Shared danger and common curiosity bound the two men. Together, they explored the range of their equipment and its tactical ability. Conventional military strategy of the day imagined limited use for tanks, as clunky vehicles attached to infantry units and primarily used to clear out machine-gun nests. But Patton and Eisenhower conceived of faster, more nimble tanks, massed for impact rather than merely intended as infantry support. They were both impressed by the work of an inventor named J. Walter Christie, who had put together a design for a much speedier machine. As they experimented, Eisenhower and Patton both wrote articles on the subject and published their works in Infantry Journal. In his, Eisenhower argued that the old style of tank would be replaced by a “speedy, reliable and efficient engine of destruction.” Patton concluded that tanks should be given independence from infantry. Likening tanks to the air service, he said, “They are destined for a separate existence.”

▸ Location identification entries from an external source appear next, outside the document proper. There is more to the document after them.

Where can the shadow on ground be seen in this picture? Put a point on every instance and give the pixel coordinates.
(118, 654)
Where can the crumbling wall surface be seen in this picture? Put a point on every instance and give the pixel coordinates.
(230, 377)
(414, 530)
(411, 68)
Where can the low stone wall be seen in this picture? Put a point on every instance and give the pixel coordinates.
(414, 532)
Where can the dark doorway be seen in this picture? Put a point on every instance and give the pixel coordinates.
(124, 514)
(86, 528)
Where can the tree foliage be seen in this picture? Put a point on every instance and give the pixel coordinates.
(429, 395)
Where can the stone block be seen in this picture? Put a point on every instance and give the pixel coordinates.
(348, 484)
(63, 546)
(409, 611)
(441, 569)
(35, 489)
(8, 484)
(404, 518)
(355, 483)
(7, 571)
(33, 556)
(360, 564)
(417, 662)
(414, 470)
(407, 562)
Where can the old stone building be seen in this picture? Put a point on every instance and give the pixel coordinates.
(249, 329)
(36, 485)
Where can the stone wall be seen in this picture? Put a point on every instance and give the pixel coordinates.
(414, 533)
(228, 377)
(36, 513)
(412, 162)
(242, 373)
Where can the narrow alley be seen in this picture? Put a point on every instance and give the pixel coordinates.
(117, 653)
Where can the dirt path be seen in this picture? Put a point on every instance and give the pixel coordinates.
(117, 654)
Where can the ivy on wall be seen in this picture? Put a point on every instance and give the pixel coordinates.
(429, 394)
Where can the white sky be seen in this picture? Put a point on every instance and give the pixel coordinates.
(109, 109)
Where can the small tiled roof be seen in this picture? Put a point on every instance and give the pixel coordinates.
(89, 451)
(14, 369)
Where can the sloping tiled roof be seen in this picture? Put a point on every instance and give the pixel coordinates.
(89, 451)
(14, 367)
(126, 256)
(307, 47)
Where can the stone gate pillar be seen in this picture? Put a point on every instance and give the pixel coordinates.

Those were provocative ideas, and they attracted unfavorable notice within the Army. Patton and Eisenhower were ordered to cease their advocacy of tanks or risk court-martial. Chastened and irritated, they backed down, but the sullen response from the Pentagon only drove the two closer together in their friendship, which now featured a mutual belligerence.
Patton did more than just ignite Eisenhower’s military imagination. He supplied Ike with a model of loyalty, one that highlighted duty to service and country but not abject subservience. Patton could be absurd—grandiose in ways that Ike would never emulate—but he was forcefully his own man, utterly of the Army but not beholden to it. What’s more, George and Bea Patton were the center of a sparse social community, and Patton absorbed the Eisenhowers into it. Patton hosted Sunday
suppers, and Ike, grafting Patton’s tradition onto an older one of Mamie’s family, began a Sunday brunch buffet. It became known as “Club Eisenhower.”
Those brunches and suppers were a mainstay of officer life on the base, with the Eisenhowers and Pattons regularly hosting each other as well as guests from Washington and elsewhere. Brigadier General Fox Conner was vacationing at the Adirondack camp that belonged to his wife’s family in the fall of 1919, when he accepted Patton’s invitation to dinner. Conner was a gentle Mississippi man with a soft accent and a stocky, imposing mien, a philosopher of sorts comfortable with Shakespeare and Tacitus, full of literary and experienced wisdom. He had served as chief of operations during the recently concluded war and was already acquiring a reputation as a mentor to promising young officers. Moreover, his background was in artillery, so the tank was especially intriguing to him for its firepower and mobility. Thus, unlike his more defensive counterparts, Conner was intrigued rather than threatened by the ideas Patton and Eisenhower were promulgating. He spent the afternoon closely questioning the two men. Ike, aware that Conner was not only one of the Army’s most senior officers but also one of its most highly regarded intellectuals, answered carefully and sometimes at length. They talked until nightfall. Conner said little, but Ike had made an impression.
George and Bea Patton left Camp Meade in September 1920. Even after he’d gone, Patton remained a presence in Ike’s life, infusing his friend with his episodically brilliant insights and aphorisms on war and courage. “What is it,” Patton asked in a letter in 1926, “that makes the Poor S.O.B. who constitutes the casualtie lists fight[?]” Patton’s answer: leadership.